-- Andrew Diamond, Lead Developer
When I started my career in software development in the late 1990s, it was nearly impossible to convince project managers and stakeholders of the importance of creating secure applications and systems. Everyone understood the basics, that user accounts should be password-protected, and that the servers running our applications should sit behind firewalls. But beyond that, what was the point of investing in security? It added substantial cost and delayed project timelines with no visible benefit to users and no financial benefit to stakeholders.
Software users naturally viewed the systems we created from a user's perspective: the software does what we want, so what exactly needs to be "fixed?" Investors and project managers saw it from a stakeholder's perspective: the sooner the system is up and running, the sooner we can start making money. We'll have a platform we can build on and expand.
System administrators and software developers took a broader perspective. We weren't just delivering systems, we had to keep them running. Managers understood the need for adequate hardware, backup power and system monitoring. We could tell them ahead of time what we needed along those lines and how much it would cost.
It was harder to convince them of the need to prepare for more vague future threats, such as hackers and malicious users. After all, we were building systems for users, not abusers. Why waste our time designing for users we didn't want, for contingencies that weren't profitable? Who would target us anyway? Surely hackers would focus on banks, where the money was. Let the banks worry about security.
System administrators knew better. Look at the logs of any publicly accessible server and you'll find hundreds, if not thousands, of hack attempts each day. Most of them are automated, simple and harmless--the cyber equivalent of someone checking every car on the street for unlocked doors.

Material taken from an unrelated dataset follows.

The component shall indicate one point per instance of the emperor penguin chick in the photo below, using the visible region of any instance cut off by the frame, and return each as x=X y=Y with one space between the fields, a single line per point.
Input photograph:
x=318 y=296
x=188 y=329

Eventually, as public and commercial infrastructure moved online, organizations did begin to suffer breaches. In some cases, hackers were stealing data. In others, they simply made a mess that took important services offline and left IT departments scrambling to restore order.

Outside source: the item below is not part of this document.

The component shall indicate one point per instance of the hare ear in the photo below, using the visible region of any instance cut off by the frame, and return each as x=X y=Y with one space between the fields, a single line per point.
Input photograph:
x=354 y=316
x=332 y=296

Companies used to suppress information about security breaches because they were embarrassing and they undermined public confidence in their products and services. The few who suffered serious damage began to take security seriously. Others continued to neglect it until they suffered their own disasters. The problem was so widespread that all fifty US states eventually passed laws requiring companies to publicly disclose security breaches that compromised personal information.
The US Securities and Exchange Commission and the Federal Communications Commission also issued guidelines requiring disclosure of breaches in which personal information was leaked. Federal law now holds organizations liable for certain data breaches, and many have had to settle embarrassing and expensive class-action suits.

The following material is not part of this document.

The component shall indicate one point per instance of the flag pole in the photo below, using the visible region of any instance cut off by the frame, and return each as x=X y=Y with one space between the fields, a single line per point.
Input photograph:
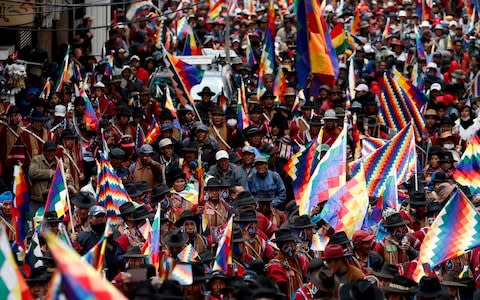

Companies began to take security seriously only after two critical conditions were met. First, breaches showed that the vague, theoretical threats that system administrators had been warning about for years were real. Second, disclosure and liability laws ensured that the reputation and finances of companies with poor security practices would suffer. The hackers and the regulators effectively made the argument that the system administrators had been losing for years, because the hackers and the regulators put it terms the managers could understand: ignore this and you will pay.
Digital preservationists today face problems of advocacy and understanding similar to those faced by the security-minded computer professionals of twenty years ago. While preservationists are constantly anticipating threats that loom just over the horizon, budget-conscious managers are under pressure to solve today's problem today, with as few resources as possible. To them, preservation means having an extra copy of data somewhere outside the production systems that can be restored if things go wrong. If anything does go wrong, it will be up to their successors to dive into the backups and sort it out.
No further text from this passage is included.